Djeh me agarró de los hombros y me zarandeó.

—¡Tu padre es el peor de todos ellos! —Se acercó a mí, casi hasta que nuestros labios se tocaron—. Créeme. Su ambición está por encima de cualquier lazo sanguíneo, y si te interpones entre él y sus metas, no dudará en quitarte de en medio. Recuérdalo, Pi. Sólo somos peones. Yo he sido entrenado para esto, para prever los movimientos de mis enemigos y saber qué acecha a mi espalda, como tú para luchar contra un enemigo de frente. Con una espada me superarías en segundos, pero en este terreno te gano con diferencia. Así que hazme caso… Por el cariño que te tengo.

—Me temo que no hay vuelta atrás. Estoy más metido de lo que te imaginas.

—Entonces te daré el último consejo: ten siempre una salida segura, y siempre deja a tu enemigo vencido una salida digna. Si una víbora amenazada encuentra una vía de escape, ten por seguro que la usará, pero si se ve acorralada huirá hacia delante y será más peligrosa que muchos de sus perseguidores y causará mucho daño… Y todos ellos son víboras venenosas. Tu padre, Tut, y sobre todo los Oscuros… Incluso me resisto a creer que la Reina sea tan inocente como crees.

—¡Djeh!

—Disculpa, pero debes aprender a valorar todas las posibilidades por remotas que te parezcan. Eres ingenuo como el perro que va a beber a un remanso sin desconfiar.

* * *

Me indicaron el camino a seguir, pues mi broma sobre que me llevaran en el carro hasta los míos no les provocó ninguna gracia.

Por lo menos me dieron armas, que no era cosa de tener un mal encuentro desarmado.

El sol aún no estaba en lo más alto. Recordaba una hora en carro, con lo que a buen paso me llevaría al menos tres o cuatro a pie.

Al principio, el camino se me hizo incluso agradable.
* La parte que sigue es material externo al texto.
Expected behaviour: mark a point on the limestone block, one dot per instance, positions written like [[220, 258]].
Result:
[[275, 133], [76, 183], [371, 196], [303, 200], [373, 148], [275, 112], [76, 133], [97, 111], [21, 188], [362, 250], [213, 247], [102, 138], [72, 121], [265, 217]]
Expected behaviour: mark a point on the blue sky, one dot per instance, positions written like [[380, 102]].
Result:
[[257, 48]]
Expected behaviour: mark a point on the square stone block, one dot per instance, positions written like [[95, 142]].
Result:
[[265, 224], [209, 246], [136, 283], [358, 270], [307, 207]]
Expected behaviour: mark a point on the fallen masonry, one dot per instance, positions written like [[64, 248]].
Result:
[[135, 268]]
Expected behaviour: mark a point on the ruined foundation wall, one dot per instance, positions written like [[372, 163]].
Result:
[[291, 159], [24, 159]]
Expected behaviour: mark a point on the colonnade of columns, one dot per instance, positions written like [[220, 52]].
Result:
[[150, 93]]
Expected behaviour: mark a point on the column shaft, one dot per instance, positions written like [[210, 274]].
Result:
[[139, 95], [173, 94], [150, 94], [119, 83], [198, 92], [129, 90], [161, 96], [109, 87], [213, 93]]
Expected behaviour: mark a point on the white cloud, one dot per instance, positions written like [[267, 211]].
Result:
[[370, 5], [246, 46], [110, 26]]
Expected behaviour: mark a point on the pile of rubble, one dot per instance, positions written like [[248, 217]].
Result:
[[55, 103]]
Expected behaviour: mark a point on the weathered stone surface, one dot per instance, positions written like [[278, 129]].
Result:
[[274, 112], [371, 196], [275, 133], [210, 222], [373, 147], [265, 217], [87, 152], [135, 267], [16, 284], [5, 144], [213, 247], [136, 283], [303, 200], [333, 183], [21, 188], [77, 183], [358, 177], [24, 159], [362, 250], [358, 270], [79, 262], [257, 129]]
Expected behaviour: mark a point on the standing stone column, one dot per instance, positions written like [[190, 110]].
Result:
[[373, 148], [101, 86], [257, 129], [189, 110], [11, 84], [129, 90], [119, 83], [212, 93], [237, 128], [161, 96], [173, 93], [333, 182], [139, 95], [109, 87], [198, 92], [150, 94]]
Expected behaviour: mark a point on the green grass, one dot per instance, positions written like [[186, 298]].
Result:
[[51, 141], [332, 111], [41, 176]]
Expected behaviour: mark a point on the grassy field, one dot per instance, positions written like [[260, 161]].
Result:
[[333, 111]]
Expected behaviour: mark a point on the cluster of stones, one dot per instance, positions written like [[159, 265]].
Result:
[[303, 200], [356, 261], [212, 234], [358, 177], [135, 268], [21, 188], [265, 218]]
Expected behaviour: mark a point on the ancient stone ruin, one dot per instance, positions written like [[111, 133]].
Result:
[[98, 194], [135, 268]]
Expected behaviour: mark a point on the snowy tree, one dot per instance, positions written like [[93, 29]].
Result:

Habían cuidado y vendado mis heridas mientras dormía, y había comido abundantemente antes de dejarles.

El sudor fue abriéndose paso entre el polvo que levantaba con mi paso apresurado. Era un día muy caluroso, aunque durante la batalla no había notado un calor especial.

El uniforme paisaje anónimo del desierto no variaba apenas, pero un olor espantoso fue inundando mis pulmones a medida que me acercaba al campo de batalla, y por desgracia me señalaba el camino a tomar, a pesar de que mi guía era fácil, pues había seguido el rastro de unas pequeñas columnas de humo que, conforme me acercaba, crecían hasta convertirse en grandes y negras volutas de humo, como nubes, apenas movidas por la leve brisa.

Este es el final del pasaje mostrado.